For investors who doubted Zimbabwe would let market forces determine the price of its new currency, there’s evidence it’s doing just that.
The southern African nation’s central bank has allowed the currency, known as RTGS, to slide to 2,6481 per dollar this week, taking its depreciation since trading started on February 22 to 5,6 percent.
That marks a change from the previous fortnight, when it was stuck at almost exactly 2,5.
There’s still a wide gap with the black-market rate of 3,55, according to marketwatch.co.zw, a website run by financial analysts in Harare, the capital. But it’s closing thanks to the latest bout of depreciation.
Investors won’t be satisfied the country’s dire shortage of foreign exchange — which has destroyed the economy and led to shortages of bread and fuel — is over until the two rates converge.
RTGS, which stands for real-time gross settlement, was the result of the central bank’s decision years ago to print an electronic version of real dollars to fund rampant government spending.
Hyperinflation forced the nation to abandon its original currency in 2009.
For long, the Government and central bank insisted that RTGS had the same value as greenbacks, even as it plummeted in the black market.
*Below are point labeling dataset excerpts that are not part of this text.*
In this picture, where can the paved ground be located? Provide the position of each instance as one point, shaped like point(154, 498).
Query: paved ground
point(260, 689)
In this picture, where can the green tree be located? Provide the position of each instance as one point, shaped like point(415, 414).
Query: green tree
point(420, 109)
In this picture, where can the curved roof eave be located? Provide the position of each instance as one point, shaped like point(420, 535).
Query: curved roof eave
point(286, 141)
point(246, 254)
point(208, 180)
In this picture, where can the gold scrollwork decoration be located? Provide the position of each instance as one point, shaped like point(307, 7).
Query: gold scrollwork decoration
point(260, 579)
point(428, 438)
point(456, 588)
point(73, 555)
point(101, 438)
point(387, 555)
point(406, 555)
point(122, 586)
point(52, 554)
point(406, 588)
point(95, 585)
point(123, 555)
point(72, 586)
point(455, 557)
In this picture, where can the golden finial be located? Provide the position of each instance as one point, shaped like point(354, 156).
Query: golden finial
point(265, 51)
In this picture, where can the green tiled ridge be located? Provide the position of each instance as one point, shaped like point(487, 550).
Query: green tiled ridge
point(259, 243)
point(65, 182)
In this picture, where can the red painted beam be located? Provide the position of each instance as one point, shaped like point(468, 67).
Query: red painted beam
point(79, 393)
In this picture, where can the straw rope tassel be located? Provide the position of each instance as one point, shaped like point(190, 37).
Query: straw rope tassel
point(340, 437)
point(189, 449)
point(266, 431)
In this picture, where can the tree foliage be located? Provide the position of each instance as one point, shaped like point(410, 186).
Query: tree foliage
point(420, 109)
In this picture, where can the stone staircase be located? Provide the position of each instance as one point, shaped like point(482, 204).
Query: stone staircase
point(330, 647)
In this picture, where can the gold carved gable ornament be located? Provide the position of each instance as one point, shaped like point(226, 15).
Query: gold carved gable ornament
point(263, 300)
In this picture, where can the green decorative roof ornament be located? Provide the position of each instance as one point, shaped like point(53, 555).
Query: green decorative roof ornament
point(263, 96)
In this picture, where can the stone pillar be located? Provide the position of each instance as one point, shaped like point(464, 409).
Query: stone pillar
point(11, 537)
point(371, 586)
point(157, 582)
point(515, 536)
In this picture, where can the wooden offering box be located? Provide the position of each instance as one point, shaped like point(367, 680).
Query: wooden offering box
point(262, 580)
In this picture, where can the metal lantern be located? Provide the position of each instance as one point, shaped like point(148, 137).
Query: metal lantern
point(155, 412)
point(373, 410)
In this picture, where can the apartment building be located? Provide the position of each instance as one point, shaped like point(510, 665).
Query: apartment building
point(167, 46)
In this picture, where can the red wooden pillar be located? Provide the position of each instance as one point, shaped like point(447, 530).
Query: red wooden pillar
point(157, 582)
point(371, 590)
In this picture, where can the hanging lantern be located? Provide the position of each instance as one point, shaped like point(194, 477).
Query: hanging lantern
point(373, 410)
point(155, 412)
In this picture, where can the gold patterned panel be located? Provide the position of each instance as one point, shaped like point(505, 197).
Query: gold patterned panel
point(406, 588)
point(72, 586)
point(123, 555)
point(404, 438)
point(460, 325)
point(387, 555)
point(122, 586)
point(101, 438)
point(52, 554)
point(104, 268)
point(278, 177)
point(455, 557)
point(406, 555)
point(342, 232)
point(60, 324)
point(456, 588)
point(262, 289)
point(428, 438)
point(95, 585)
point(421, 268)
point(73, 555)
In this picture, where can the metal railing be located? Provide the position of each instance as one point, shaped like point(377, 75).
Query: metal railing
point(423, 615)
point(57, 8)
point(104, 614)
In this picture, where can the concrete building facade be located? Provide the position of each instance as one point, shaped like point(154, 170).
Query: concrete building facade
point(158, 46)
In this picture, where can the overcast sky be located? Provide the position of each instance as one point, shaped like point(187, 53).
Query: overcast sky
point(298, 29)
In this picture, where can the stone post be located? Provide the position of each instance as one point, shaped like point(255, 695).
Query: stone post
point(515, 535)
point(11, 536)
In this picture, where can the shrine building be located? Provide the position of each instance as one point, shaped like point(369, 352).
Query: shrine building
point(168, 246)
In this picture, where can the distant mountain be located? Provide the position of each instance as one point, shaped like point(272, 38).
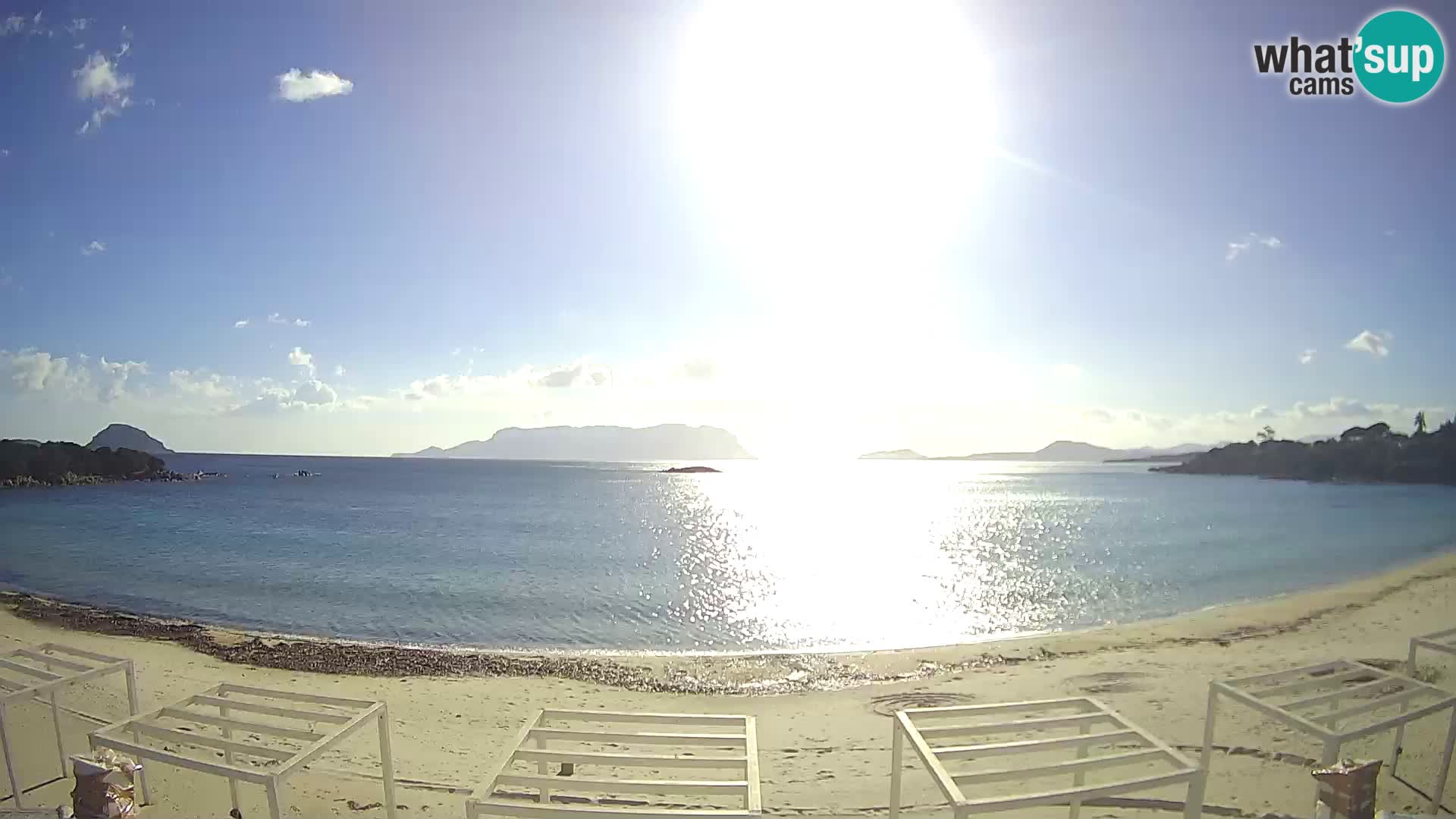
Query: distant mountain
point(663, 442)
point(121, 436)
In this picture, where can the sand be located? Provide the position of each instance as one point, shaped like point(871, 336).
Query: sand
point(823, 729)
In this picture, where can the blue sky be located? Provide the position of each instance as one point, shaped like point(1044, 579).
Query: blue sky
point(827, 228)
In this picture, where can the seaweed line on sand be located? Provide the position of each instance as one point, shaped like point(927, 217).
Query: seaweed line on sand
point(747, 675)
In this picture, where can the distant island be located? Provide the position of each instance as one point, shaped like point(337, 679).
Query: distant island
point(663, 442)
point(123, 436)
point(1359, 455)
point(893, 455)
point(28, 464)
point(1055, 450)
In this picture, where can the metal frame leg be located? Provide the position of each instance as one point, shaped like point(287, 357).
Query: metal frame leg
point(897, 751)
point(1400, 730)
point(274, 802)
point(1445, 768)
point(1193, 806)
point(136, 736)
point(228, 755)
point(388, 761)
point(9, 763)
point(1079, 779)
point(1327, 758)
point(55, 720)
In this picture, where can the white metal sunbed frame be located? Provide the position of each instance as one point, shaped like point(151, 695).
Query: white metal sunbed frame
point(733, 732)
point(42, 670)
point(1310, 700)
point(1097, 725)
point(310, 729)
Officials relented last month by opening a formal interbank market for RTGS.
Said the RBZ: “The current monetary arrangements, if maintained, could pose the risk of a costly re-dollarisation of the economy which will move the economy into a recession.
“Introduction of a market determined mechanism for trading of US dollars with RTGS balances and bond notes has become imperative,” the central bank said as it announced the foreign currency trading system which would be determined by market forces.
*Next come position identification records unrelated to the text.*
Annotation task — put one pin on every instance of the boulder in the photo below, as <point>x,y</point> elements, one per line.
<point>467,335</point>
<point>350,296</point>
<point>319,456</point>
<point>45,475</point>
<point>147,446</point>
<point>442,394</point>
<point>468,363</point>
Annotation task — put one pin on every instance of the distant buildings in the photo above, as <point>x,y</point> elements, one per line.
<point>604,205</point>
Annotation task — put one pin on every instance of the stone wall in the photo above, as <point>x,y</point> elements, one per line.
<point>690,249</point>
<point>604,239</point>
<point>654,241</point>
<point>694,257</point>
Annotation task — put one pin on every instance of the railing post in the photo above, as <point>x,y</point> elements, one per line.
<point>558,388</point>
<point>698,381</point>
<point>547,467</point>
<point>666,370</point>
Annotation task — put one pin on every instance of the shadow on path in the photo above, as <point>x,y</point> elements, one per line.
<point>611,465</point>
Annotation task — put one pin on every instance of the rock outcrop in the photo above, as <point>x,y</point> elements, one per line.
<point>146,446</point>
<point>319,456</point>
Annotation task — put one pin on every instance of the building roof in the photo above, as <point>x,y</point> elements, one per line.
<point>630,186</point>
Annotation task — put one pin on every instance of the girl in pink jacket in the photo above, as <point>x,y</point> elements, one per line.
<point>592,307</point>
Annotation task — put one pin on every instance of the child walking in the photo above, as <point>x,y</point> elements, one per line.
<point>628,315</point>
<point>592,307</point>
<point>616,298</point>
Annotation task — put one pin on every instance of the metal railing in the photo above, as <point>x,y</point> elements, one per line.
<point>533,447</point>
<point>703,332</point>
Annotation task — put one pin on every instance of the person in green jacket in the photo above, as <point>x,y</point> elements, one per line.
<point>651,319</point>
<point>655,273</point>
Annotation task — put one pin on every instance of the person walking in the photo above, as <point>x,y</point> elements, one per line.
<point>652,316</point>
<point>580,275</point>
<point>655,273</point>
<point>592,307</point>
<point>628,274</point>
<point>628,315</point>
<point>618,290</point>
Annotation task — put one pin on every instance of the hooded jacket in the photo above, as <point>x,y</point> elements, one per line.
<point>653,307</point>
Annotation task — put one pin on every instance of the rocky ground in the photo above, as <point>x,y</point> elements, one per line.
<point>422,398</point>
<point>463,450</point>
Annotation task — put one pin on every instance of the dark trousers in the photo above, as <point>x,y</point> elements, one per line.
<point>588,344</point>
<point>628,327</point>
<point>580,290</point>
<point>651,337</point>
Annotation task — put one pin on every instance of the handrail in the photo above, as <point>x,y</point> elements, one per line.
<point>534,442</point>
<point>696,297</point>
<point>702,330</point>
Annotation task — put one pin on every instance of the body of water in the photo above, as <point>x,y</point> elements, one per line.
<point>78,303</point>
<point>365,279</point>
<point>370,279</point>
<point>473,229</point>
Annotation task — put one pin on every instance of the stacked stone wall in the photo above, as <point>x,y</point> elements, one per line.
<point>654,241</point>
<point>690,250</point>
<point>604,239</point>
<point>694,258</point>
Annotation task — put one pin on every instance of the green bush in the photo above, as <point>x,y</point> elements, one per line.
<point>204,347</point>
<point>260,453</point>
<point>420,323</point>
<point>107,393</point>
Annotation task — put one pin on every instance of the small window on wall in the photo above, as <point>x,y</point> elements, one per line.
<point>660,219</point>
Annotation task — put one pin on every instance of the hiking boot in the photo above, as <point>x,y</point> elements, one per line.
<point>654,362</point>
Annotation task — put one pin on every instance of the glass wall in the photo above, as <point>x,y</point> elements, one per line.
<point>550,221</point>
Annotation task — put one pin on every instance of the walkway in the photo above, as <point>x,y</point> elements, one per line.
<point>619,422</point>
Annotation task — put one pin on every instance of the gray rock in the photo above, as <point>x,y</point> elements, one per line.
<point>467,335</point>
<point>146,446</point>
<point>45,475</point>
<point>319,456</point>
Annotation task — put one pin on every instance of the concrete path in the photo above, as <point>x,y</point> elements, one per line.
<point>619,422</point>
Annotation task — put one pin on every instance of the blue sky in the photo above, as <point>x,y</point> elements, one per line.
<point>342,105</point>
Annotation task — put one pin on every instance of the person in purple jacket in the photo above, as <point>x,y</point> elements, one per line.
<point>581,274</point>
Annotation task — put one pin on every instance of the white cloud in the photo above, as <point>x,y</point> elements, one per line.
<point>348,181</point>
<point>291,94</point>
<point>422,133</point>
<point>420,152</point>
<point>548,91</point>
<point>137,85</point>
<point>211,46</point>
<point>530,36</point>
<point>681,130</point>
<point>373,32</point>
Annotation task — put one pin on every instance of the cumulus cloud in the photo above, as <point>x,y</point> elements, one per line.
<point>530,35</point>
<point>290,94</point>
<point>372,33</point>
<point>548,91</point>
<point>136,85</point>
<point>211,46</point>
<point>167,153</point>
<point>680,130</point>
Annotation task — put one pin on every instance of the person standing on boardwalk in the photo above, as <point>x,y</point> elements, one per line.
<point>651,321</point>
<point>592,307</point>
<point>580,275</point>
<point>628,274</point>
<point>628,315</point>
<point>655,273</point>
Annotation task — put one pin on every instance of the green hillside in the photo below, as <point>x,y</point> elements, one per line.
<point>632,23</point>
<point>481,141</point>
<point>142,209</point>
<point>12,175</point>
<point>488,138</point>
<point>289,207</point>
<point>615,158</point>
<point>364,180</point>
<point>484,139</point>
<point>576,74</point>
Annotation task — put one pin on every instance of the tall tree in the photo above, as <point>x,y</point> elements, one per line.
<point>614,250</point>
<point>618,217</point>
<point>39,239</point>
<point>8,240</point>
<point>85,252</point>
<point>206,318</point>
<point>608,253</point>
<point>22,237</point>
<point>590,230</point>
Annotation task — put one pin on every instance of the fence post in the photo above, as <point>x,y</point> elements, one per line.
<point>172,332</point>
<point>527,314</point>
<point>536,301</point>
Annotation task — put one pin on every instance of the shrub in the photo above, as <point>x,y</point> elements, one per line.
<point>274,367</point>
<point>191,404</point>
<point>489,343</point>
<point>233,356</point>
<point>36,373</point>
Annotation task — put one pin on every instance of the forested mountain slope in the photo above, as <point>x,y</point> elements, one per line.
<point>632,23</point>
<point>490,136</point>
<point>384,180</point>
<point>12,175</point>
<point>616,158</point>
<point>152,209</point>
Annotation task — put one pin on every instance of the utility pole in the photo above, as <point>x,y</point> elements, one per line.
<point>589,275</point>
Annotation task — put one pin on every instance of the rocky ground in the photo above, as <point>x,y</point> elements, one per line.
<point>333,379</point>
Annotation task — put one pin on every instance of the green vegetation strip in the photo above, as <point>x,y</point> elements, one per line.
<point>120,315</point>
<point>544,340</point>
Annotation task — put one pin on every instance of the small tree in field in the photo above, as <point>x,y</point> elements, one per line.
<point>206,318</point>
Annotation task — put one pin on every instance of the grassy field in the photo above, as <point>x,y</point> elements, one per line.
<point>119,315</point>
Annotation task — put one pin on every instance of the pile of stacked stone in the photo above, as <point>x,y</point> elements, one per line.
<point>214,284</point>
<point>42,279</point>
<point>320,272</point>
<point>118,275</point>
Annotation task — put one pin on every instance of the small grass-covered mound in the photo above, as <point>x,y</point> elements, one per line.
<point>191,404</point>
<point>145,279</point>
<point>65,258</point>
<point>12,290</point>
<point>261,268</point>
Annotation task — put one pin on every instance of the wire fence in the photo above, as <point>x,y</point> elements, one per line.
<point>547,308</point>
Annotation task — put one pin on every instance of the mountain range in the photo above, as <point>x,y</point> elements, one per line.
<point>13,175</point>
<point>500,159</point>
Finance and Economic Development Minister Mthuli Ncube is on record saying the debut of the interbank market has been successful and treasury is very pleased that this market has taken off.
“We moved from a fixed exchange rate to a floating managed exchange rate. By managed, we don’t mean managing the average rate; we mean managing the volatility. It’s about volatility, it’s not about setting the rate at all. The rate is what it is in terms of market forces.
“ . . . Going forward, anything that we do in terms of coming into the market is to manage the volatility but not to intervene. Government is staying out of the market because we are too big. If we go in there we distort the market,” he said.
RBZ governor Dr John Mangudya also denied manipulating the exchange rate saying the rate will reach its equilibrium position. He said the 2,5 was just a start rate and the market will find its equilibrium depending on market forces.